前列腺素H合成酶同工型1和2(PGHS - 1和 - 2)各自具有过氧化物酶活性以及需要氢过氧化物引发的环氧化酶活性。PGHS - 2环氧化酶对氢过氧化物引发剂的需求比对PGHS - 1环氧化酶的需求低约10倍,这种差异可能导致这两种同工型对细胞前列腺素合成的不同调控。我们比较了PGHS - 1和 - 2中初始过氧化物酶步骤的动力学,以量化同工型之间可能导致环氧化酶引发效率差异的机制差异。在4℃下,通过停流分光光度法,以几种氢过氧化物为底物,监测中间体I(一种具有卟啉自由基的Fe(IV)物种)和中间体II(一种具有酪氨酸自由基的Fe(IV)物种,被认为是环氧化酶催化中的关键氧化剂)的形成动力学。对于15 - 氢过氧化二十碳四烯酸,PGHS - 1形成中间体I的速率常数(k1)为2.3×10⁷ M⁻¹ s⁻¹,PGHS - 2为2.5×10⁷ M⁻¹ s⁻¹,表明这两种同工型与这种脂质氢过氧化物具有相似的初始反应性。

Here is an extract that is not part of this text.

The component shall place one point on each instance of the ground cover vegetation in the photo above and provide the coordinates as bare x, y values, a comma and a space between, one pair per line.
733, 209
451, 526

对于PGHS - 1,当氢过氧化物水平增加时,中间体I向中间体II的转化速率(k2)成为限制因素,表明生成活性环氧化酶物种的速率常数为10² - 10³ s⁻¹。然而,对于PGHS - 2,即使在测试的最高氢过氧化物浓度下,中间体I和II之间的转变也不是限速的,这表明PGHS - 2的k2值远大于PGHS - 1的k2值。计算机建模预测,活性环氧化酶物种(中间体II)的更快形成或活性物种稳定性的增加会增加环氧化酶对细胞内氢过氧化物清除剂谷胱甘肽过氧化物酶抑制的抗性。因此,PGHS同工型在形成或稳定活性环氧化酶物种方面的动力学差异可导致它们细胞活性调控的差异。